Tendo trabalhado em abrigos nos últimos 8 anos, creio que o sistema está imensamente mal equipado e sub-financiado para atender a essas crianças da maneira que merecem. Muito mais poderia ser feito no âmbito comunitário para evitar o colapso das famílias. Muito mais poderia ser feito para reabilitar famílias que esperam ter seus filhos devolvidos a eles. Muito mais poderia ser feito para desenvolver a maneira como cuidamos das crianças no sistema de acolhimento e como as preparamos para retornar às suas famílias biológicas ou à espera de adoção.

Então, eu promoveria um desfile desses jovens em uma passarela expondo sua necessidade e fragilidade? Provavelmente não, mas seria ainda mais escandaloso recuar e não fazer nada. Só que este escândalo da inércia, por alguma razão desconhecida, não é digno de notícia.

Está claro nas páginas dos evangelhos que Jesus entregou sua vida pelos pobres e marginalizados, e ficou indignado quando as pessoas tentaram impedira sua aproximação com as crianças. Como seguidores de Cristo, estamos gastando nossas vidas pelos pobres e marginalizados de hoje? Ou estamos passando do outro lado para evitar enfrentar realidades duras?

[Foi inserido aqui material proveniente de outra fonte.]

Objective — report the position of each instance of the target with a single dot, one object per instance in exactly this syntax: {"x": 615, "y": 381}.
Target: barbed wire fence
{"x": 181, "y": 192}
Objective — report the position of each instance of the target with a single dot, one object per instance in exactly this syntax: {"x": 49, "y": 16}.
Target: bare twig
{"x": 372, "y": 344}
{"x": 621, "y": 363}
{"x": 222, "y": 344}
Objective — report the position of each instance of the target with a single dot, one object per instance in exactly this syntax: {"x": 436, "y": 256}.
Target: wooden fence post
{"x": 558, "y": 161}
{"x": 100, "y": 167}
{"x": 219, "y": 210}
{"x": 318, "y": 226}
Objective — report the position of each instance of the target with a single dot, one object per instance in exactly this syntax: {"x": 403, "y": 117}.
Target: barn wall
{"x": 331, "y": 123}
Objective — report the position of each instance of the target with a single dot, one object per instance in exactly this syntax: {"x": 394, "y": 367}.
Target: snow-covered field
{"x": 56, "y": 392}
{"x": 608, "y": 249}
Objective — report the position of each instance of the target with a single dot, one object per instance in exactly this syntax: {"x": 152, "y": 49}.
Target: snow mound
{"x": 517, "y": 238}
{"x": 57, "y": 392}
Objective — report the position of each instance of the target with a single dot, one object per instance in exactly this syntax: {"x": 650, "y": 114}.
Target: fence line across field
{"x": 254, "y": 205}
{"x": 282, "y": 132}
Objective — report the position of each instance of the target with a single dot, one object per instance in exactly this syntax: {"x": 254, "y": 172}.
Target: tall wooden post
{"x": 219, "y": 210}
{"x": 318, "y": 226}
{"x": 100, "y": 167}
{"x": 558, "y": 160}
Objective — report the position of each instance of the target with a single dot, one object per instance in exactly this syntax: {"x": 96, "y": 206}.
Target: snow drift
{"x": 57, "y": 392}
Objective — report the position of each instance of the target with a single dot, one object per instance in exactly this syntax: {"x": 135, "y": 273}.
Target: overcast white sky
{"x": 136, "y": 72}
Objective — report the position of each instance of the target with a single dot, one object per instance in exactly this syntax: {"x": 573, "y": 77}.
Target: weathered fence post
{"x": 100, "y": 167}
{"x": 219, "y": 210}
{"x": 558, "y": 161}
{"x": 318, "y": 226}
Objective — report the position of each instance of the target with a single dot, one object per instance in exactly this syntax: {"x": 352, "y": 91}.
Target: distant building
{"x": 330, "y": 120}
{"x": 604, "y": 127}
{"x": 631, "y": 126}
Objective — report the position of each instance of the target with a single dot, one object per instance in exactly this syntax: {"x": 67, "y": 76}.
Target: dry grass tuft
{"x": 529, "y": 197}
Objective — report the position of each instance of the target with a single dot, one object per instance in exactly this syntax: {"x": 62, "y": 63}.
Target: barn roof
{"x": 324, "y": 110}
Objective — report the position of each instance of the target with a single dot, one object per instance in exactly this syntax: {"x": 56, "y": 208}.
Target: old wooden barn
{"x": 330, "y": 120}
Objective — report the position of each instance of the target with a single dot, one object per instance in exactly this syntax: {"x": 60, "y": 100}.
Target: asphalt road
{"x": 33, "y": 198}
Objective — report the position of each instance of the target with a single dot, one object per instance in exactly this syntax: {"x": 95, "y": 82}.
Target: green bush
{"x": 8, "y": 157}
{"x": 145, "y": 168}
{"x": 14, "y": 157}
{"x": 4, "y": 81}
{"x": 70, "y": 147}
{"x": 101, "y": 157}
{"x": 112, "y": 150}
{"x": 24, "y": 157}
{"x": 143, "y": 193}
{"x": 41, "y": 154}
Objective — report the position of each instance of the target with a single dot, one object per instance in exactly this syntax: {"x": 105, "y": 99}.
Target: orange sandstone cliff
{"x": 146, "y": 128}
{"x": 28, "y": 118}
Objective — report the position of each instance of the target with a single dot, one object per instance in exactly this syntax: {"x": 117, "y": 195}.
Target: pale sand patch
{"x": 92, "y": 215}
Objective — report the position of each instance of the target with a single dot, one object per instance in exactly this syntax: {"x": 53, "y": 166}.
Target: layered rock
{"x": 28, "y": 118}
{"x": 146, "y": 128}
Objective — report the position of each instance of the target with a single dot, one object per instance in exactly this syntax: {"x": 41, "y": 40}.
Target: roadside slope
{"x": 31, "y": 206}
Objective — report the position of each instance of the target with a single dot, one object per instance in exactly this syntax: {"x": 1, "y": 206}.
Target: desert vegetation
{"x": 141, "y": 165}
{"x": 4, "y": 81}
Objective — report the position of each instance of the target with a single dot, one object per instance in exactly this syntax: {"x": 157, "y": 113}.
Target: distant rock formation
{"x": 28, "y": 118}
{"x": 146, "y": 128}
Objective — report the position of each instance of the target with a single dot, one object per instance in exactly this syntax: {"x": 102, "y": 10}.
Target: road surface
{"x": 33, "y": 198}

Eu acredito que a Igreja tem que seguir os passos do Senhor, precisamos investir no desenvolvimento comunitário e na prevenção do colapso familiar. Devemos nos esforçar para ajudar a reabilitar e apoiar as famílias enquanto elas trabalham para que seus filhos voltem para casa. Devemos estar dispostos a abrir nossas casas para promover e adotar essas preciosas vidas que precisam desesperadamente experimentar o amor de Deus. Eu oro para que essas 18 crianças encontrem bons lares amorosos, eu também oro para que este escândalo da “Adoção na Passarela” leve a Igreja a agir, para mostrar mais do amor de Deus pelos pobres e marginalizados de nosso país.